1つ目は株主からの投資「株主資本コスト」、そして2つ目は銀行や金融機関等からの借り入れである「負債コスト」です。株主からのお金は「投資」と考えられ、銀行融資などの借り入れは「負債」と考えられます。
①株主資本コスト
はじめに、「株主資本コスト」について説明します。
「株主資本コスト」とは、株主から資金調達する際に必要になるコストをさします。具体的には、増資による資金調達のコストです。企業が株式を発行して調達する際に必要になります。
株主は、リターン(配当金) を期待して投資を実施しています。そのため、最低でも期待されている収益率を株主に分配する必要があります。
会社にとって株主に支払う分配は、資金調達に要するコストであると考えられるため、株主資本コストは株主が要求するリターン(要求収益率)と同じであると言えるのです。
ただし、一般的な中小企業の場合、株主資本コストは考慮しなくても問題ないでしょう。なぜなら、株主と経営陣が一致していることが多いからです。経営陣が株主である場合、ほとんどの中小企業では配当金を配りません。そのため、株主資本コストはかからないものであると言えます。
株主資本コストの計算方法
負債コストとは違い、株主資本コストに明確な数値は存在しません。なぜなら、株主ごとに要求する収益率が異なるからです。そこで、ビジネスの現場では、「CAPM」と呼ばれるモデルを利用します。

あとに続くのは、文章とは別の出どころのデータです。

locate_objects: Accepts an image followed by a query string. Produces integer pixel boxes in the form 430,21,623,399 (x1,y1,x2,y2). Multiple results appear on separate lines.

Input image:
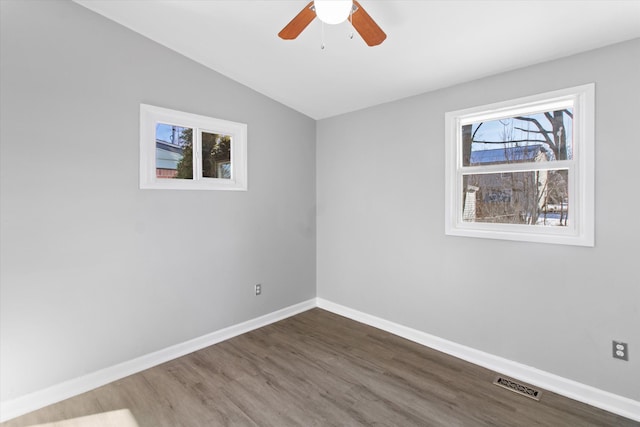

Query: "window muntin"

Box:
140,104,247,190
445,85,594,246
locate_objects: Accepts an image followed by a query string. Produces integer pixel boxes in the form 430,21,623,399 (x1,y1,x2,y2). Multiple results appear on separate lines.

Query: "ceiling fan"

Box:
278,0,387,46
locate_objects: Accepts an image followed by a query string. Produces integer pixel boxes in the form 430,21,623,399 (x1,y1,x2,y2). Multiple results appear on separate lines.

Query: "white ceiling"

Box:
75,0,640,119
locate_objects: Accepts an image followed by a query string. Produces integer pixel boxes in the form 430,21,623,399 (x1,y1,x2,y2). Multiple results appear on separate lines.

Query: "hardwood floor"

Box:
2,309,640,427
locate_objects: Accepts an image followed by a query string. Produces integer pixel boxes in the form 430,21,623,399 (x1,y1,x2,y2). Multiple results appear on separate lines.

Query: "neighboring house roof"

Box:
156,139,183,170
470,144,546,165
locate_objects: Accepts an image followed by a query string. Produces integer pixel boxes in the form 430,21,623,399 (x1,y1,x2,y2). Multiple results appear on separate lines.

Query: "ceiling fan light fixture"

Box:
313,0,353,25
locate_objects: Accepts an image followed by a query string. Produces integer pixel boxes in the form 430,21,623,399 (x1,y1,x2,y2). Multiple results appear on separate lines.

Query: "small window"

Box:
445,84,594,246
140,104,247,190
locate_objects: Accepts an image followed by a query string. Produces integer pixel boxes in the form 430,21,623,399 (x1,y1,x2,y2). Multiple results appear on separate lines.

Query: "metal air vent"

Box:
493,376,542,400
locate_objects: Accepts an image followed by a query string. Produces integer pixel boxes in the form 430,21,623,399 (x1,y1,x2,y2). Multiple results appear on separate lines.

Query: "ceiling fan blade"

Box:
278,1,316,40
351,0,387,46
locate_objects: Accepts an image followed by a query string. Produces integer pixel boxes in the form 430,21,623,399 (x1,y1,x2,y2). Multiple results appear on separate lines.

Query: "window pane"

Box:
462,108,573,166
462,169,569,226
156,123,193,179
202,132,231,179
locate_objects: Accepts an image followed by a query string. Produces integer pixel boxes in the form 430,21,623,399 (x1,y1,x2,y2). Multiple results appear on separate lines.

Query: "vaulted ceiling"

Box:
75,0,640,119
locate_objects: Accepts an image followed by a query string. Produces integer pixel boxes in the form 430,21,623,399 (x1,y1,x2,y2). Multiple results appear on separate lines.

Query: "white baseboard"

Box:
0,298,316,422
317,298,640,421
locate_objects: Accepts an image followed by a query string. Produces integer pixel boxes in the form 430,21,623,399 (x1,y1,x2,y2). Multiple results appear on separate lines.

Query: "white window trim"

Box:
140,104,247,191
445,83,595,247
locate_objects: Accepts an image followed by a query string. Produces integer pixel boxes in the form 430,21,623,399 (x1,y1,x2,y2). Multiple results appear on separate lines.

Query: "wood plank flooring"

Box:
2,309,640,427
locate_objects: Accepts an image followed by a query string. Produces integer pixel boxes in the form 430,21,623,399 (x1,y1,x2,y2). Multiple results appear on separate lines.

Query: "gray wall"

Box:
316,40,640,400
0,0,316,400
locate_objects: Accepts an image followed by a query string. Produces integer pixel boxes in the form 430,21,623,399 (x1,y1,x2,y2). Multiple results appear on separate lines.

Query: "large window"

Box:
140,104,247,190
445,84,594,246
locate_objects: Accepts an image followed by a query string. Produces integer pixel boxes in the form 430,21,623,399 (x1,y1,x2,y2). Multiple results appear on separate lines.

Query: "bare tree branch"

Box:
471,122,484,142
514,127,553,133
514,117,556,151
472,139,547,144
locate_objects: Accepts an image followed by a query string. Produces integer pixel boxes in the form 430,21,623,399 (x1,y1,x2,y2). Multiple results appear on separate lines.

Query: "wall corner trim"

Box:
317,298,640,421
0,298,316,422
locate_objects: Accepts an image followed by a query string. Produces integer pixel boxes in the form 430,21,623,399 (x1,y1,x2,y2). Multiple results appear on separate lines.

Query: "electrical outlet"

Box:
612,341,629,360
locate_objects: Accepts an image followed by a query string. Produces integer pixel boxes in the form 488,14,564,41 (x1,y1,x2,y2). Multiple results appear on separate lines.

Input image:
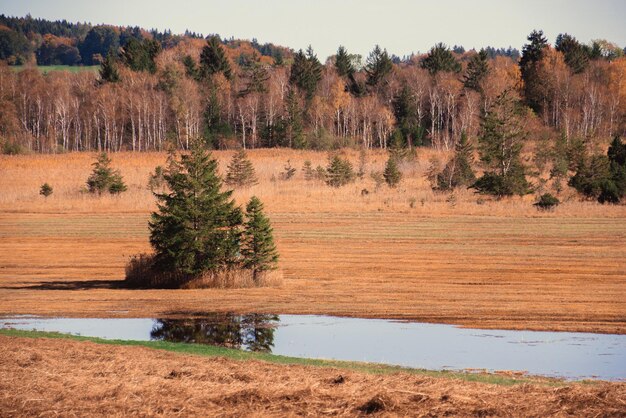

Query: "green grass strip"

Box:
0,329,572,386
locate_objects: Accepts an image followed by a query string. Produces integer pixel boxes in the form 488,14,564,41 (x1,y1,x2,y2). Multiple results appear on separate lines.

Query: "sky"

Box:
0,0,626,59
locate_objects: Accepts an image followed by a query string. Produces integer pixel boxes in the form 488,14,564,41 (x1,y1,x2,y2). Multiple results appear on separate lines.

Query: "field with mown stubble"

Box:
0,150,626,334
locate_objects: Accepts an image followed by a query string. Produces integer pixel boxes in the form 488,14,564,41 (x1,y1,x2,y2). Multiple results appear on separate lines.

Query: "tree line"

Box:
0,18,626,158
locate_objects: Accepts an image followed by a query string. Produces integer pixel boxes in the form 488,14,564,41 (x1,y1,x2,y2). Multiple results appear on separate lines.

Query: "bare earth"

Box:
0,336,626,417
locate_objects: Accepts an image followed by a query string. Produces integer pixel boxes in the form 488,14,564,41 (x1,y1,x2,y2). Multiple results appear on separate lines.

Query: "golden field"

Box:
0,150,626,334
0,336,626,417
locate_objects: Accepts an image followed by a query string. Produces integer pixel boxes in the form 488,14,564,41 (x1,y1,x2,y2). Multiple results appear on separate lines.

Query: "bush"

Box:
87,152,126,194
534,193,561,210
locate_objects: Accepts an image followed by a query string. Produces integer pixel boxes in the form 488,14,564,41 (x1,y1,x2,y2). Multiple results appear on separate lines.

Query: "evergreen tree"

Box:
326,155,355,187
241,196,278,283
121,38,161,74
200,36,233,80
519,30,548,113
463,49,489,94
421,42,461,75
569,136,626,203
383,156,402,187
437,132,476,190
285,89,306,149
87,152,126,194
365,45,393,87
335,46,354,77
471,91,530,197
100,50,120,83
149,143,242,278
289,45,322,102
39,183,52,198
554,33,590,74
225,149,258,187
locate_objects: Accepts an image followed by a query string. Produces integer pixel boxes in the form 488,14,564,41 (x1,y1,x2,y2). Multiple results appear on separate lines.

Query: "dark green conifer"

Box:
149,143,242,278
225,149,258,187
200,36,233,79
421,42,461,75
365,45,393,87
326,155,355,187
383,156,402,188
241,196,278,283
437,132,476,190
87,152,126,194
39,183,52,198
100,50,120,83
463,49,489,93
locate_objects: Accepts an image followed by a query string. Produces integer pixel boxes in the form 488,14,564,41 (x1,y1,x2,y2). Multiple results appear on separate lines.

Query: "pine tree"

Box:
39,183,52,198
326,155,355,187
437,132,476,190
289,45,322,102
463,49,489,94
421,42,461,75
383,157,402,187
519,30,548,113
200,36,233,80
149,143,242,278
335,46,354,77
225,149,258,187
100,50,120,83
365,45,393,87
87,152,127,194
471,91,530,197
241,196,278,284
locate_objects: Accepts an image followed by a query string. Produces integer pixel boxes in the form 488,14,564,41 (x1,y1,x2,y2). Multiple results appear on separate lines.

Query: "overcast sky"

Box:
0,0,626,59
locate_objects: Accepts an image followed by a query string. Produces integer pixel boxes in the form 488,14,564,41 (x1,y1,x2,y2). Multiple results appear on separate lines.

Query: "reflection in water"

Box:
150,313,279,353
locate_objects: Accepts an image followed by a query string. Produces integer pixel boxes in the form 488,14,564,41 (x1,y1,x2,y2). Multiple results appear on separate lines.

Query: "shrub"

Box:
39,183,52,198
87,152,126,194
534,193,561,210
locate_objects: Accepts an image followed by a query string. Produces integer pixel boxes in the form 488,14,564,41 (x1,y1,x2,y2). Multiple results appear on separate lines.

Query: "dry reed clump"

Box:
124,253,283,289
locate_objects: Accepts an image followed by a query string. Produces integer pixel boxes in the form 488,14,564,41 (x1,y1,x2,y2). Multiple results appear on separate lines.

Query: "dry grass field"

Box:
0,336,626,417
0,150,626,334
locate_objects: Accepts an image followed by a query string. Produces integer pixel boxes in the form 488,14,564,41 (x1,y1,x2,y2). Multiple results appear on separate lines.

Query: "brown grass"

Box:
0,336,626,417
0,150,626,333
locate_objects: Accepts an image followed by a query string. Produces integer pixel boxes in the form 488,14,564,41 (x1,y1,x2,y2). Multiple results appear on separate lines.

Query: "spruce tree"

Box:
326,155,355,187
149,143,242,278
39,183,52,198
421,42,461,75
383,156,402,187
463,49,489,94
437,132,476,190
87,152,127,194
241,196,278,284
471,91,530,197
99,50,120,83
225,149,258,187
365,45,393,87
200,36,233,80
335,46,354,77
519,30,548,113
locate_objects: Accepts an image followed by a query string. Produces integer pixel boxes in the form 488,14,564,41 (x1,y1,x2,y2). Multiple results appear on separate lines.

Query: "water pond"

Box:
0,314,626,380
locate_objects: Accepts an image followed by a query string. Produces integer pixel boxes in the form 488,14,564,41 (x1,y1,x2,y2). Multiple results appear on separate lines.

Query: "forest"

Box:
0,15,626,201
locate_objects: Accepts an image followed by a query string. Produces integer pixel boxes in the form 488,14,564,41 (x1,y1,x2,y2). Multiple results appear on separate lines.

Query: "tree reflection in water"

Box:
150,313,279,353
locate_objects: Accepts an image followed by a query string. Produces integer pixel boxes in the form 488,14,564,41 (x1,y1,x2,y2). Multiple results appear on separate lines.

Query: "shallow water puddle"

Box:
0,314,626,380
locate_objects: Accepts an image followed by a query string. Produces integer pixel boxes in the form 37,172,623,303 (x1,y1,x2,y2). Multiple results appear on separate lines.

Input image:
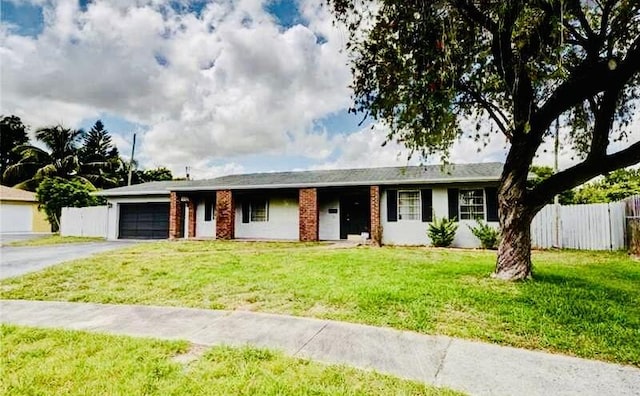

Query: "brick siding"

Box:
369,186,382,246
169,191,182,239
298,188,318,242
216,190,236,239
187,198,196,238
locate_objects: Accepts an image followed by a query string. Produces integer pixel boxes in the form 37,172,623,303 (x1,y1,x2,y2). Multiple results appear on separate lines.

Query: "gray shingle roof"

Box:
99,162,503,196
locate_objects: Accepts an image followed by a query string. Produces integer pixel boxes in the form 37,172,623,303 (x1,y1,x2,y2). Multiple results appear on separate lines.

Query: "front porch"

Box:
169,186,381,244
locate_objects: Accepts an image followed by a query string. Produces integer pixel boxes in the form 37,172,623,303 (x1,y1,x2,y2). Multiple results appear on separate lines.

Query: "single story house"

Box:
97,163,503,247
0,186,51,233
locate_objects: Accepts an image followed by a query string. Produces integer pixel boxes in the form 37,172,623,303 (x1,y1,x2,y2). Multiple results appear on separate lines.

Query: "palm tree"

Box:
4,125,90,191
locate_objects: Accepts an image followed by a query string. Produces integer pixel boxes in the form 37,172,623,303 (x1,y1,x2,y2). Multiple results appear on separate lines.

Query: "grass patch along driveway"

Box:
0,326,458,395
0,241,640,366
4,234,105,246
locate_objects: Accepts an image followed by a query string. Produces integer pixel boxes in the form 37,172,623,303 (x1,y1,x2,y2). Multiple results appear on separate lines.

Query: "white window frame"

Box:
397,189,422,221
458,188,487,221
249,199,269,223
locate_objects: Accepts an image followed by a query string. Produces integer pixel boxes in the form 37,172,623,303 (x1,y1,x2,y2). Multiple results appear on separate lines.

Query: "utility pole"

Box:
127,133,136,186
553,117,562,249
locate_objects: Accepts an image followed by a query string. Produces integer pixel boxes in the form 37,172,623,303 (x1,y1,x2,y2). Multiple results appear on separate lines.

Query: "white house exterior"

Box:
0,186,51,234
98,163,502,247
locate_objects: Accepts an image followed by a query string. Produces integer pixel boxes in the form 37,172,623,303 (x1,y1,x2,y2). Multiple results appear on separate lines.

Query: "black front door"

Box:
340,194,370,239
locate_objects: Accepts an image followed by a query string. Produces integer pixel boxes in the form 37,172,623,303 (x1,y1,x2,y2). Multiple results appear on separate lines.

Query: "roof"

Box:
94,180,188,196
98,162,503,196
0,186,38,202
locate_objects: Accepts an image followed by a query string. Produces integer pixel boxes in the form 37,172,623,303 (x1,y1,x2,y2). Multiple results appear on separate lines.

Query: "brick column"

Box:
169,191,182,239
298,188,318,242
187,198,196,238
369,186,382,246
216,190,236,239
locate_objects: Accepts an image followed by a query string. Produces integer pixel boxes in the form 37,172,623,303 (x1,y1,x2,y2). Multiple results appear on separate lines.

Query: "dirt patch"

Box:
171,344,209,367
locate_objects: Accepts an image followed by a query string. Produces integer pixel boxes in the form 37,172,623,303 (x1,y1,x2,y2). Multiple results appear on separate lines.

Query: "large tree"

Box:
79,120,125,188
328,0,640,280
0,115,29,185
3,125,87,191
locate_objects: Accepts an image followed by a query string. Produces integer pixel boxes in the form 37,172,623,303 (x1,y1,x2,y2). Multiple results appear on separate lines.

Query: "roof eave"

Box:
91,188,171,197
169,176,499,192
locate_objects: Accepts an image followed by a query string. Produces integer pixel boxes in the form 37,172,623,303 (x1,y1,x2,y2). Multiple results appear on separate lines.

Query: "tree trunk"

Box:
492,141,539,281
492,205,533,280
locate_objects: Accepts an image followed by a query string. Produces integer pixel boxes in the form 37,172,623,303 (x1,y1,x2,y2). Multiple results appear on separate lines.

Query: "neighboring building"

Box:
0,186,51,233
97,163,503,247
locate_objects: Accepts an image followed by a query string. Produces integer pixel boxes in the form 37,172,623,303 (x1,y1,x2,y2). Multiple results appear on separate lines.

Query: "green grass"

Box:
6,234,104,246
0,241,640,366
0,326,456,396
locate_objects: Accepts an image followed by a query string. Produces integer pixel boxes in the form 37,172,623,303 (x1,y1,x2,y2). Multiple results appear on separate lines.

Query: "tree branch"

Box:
531,37,640,141
568,0,598,40
527,142,640,206
463,87,511,140
587,87,622,161
454,0,498,33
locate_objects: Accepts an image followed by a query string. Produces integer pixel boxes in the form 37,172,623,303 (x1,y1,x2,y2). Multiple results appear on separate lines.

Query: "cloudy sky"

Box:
0,0,638,178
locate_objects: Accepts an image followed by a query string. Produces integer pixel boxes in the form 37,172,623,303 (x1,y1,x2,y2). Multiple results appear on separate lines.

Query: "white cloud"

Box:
0,0,350,173
0,0,640,178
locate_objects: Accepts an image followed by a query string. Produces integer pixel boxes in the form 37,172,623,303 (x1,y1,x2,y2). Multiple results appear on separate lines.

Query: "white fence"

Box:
531,202,626,250
60,206,107,238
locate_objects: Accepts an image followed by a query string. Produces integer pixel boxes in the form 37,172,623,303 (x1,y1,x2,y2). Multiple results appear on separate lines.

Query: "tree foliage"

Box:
427,217,458,247
36,176,104,231
0,115,29,185
4,125,83,191
79,120,125,188
328,0,640,279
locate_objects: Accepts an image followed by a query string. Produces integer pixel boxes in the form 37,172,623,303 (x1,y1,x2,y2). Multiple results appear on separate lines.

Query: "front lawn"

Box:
0,241,640,366
0,326,457,395
6,234,104,246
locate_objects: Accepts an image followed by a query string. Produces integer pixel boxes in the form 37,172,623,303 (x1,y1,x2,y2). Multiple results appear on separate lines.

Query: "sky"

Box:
0,0,640,179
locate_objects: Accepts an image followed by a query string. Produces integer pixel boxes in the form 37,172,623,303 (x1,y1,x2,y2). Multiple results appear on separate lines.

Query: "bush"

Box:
427,217,458,247
468,220,500,250
36,177,104,232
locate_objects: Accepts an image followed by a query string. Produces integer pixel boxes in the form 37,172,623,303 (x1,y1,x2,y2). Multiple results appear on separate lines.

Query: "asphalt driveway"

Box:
0,241,137,279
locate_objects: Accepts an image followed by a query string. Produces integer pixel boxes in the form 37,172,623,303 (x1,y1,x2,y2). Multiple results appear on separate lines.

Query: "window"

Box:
460,188,484,220
249,200,269,222
398,190,420,220
204,200,213,221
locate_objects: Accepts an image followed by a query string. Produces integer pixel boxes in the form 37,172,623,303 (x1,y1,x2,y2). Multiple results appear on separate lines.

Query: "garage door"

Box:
118,203,169,239
0,203,33,232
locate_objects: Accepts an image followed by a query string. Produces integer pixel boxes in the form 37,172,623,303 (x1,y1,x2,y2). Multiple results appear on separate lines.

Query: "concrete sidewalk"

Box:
0,300,640,395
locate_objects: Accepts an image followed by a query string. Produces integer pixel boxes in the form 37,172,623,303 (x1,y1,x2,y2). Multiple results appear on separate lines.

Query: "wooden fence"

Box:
531,201,624,250
624,195,640,255
60,206,107,238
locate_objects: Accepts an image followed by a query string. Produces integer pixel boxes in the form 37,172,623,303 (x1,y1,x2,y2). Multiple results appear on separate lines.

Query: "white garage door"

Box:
0,204,33,232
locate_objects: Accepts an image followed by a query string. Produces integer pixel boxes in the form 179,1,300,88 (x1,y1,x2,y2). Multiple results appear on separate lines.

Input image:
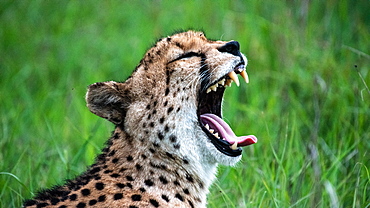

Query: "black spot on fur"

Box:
69,194,77,201
169,134,177,143
24,200,37,206
188,200,194,208
131,194,141,201
89,199,98,206
164,87,170,96
175,193,184,201
149,199,159,207
98,195,106,202
90,167,100,174
50,198,60,205
144,179,154,186
153,142,160,148
162,194,170,202
37,203,49,208
157,131,164,140
110,173,121,178
186,175,194,183
95,182,104,190
135,164,142,171
159,117,164,124
76,202,86,208
81,189,91,196
113,193,123,200
126,155,134,162
159,176,168,184
164,125,170,132
166,152,175,160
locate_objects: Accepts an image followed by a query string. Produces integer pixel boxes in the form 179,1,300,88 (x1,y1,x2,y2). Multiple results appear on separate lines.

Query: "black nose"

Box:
218,41,240,56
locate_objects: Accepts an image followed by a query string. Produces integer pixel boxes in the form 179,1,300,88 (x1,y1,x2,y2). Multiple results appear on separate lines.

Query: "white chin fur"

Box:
198,128,242,166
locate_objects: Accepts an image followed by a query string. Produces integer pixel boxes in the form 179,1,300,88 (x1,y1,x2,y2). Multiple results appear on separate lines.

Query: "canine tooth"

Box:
210,85,217,92
218,79,225,85
230,142,238,150
229,71,239,87
240,70,249,83
225,79,233,87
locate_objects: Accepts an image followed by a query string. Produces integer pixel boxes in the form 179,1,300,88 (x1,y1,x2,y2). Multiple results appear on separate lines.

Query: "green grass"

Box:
0,0,370,208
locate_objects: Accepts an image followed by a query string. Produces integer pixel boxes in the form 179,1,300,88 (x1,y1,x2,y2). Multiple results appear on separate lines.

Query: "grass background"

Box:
0,0,370,208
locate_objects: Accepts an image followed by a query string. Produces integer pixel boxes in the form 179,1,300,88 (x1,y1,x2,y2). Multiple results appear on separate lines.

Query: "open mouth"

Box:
198,64,257,157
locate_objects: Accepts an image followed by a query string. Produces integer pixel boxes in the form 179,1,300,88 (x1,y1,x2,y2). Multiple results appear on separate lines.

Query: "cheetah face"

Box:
87,31,257,165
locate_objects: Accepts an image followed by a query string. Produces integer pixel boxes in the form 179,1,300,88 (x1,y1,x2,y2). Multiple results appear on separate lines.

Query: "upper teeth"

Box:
230,142,238,150
206,70,249,93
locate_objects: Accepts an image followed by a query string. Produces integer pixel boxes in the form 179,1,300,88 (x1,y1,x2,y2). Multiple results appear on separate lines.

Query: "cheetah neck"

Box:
88,127,217,207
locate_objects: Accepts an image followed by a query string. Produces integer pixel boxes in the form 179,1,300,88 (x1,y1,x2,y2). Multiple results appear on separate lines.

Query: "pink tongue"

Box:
200,113,257,147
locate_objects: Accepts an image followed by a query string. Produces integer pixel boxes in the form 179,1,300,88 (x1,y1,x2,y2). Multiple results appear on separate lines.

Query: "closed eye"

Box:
168,52,202,64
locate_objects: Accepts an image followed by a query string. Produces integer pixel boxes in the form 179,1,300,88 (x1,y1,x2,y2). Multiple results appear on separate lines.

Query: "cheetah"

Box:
24,31,257,208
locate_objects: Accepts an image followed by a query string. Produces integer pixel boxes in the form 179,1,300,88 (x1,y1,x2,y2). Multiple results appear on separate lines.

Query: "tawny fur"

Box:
24,31,246,208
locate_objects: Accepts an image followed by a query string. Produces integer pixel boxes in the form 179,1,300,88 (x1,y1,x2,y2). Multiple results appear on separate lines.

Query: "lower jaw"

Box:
202,126,242,157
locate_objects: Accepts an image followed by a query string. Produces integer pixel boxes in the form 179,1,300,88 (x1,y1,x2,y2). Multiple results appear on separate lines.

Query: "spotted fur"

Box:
24,31,251,208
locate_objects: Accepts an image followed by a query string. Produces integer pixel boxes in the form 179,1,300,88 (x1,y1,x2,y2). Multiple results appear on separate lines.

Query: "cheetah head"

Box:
86,31,257,165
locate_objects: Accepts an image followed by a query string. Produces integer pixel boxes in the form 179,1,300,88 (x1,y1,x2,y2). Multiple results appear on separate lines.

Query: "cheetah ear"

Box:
86,81,130,125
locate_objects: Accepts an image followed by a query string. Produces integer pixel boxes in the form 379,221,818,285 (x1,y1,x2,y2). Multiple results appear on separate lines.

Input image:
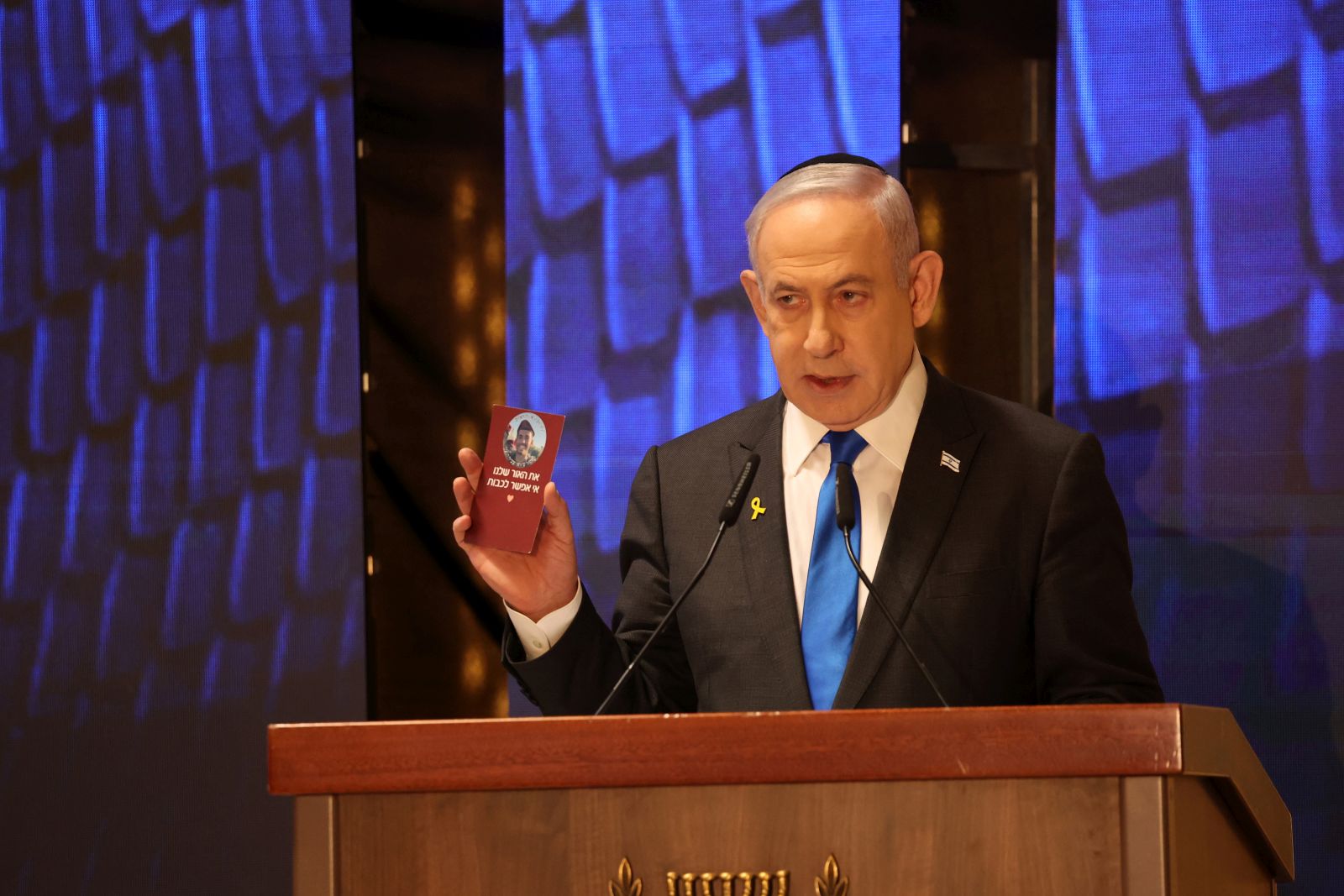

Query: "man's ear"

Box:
739,269,764,331
910,250,942,327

「CAPM」は、主にM&Aの企業価値評価(DCF法)に必要となる割引率(WACC)を計算する際に用いられるものです。株主資本コストを用いてWACCを計算し、そのWACCを用いてM&Aで必要となる企業価値を算出します。
「CAPM」では、下記の計算式によって株主資本コストを計算することができます。
- 株主資本コスト=リスクフリーレート+β×市場リスクプレミアム
リスクフリーレート
「リスクフリーレート」とは、投資する際のリスクがほぼ0の資産から得られる収益率です。具体的には、銀行預金や長期国債の収益率が該当します。
β(ベータ)
「β」は、その資産が市場の動きに対して、どの程度変動するかを表す数値です。「β」が大きいほど、リスクが大きいと言われています。
リスクプレミアム
「リスクプレミアム」とは、ある資産に期待していたリターン(配当金)から、無リスクで得られる収益率(リスクフリーレート)を差し引いた残りのことです。そのため、「リスクプレミアム」は、一定のリスクを負って得られる収益率とも言えます。
このように、株主資本コストの算出は非常に複雑で難しいものですが、中小企業の場合、基本的には株主資本コストは0であるため、使いこなせなくても問題はありません。
②負債コスト
次に、「負債コスト」について説明します。
「負債コスト」とは、銀行から借り入れをする際に発生するコストのことです。負債による資金調達では、ほぼ利子の支払いが発生します。よって、負債コストは、負債の利子率(支払利息の利率)となります。
「負債コスト」は、「株主資本コスト」とは違い、非常に簡単に算出することができます。そのため、多くの中小企業では、負債による資金調達を実施しており、「資金調達コスト=負債コスト」となるのが一般的です。
負債コストの計算方法
負債コストは、下記計算式によって計算できます。
- 負債コスト=支払利息の利率×(1−法人税率)
ここで注目したいのが「(1−法人税率)」の部分です。負債の利子支払い分は損金算入できます。損金算入すると、その分税金の支払いが減少します。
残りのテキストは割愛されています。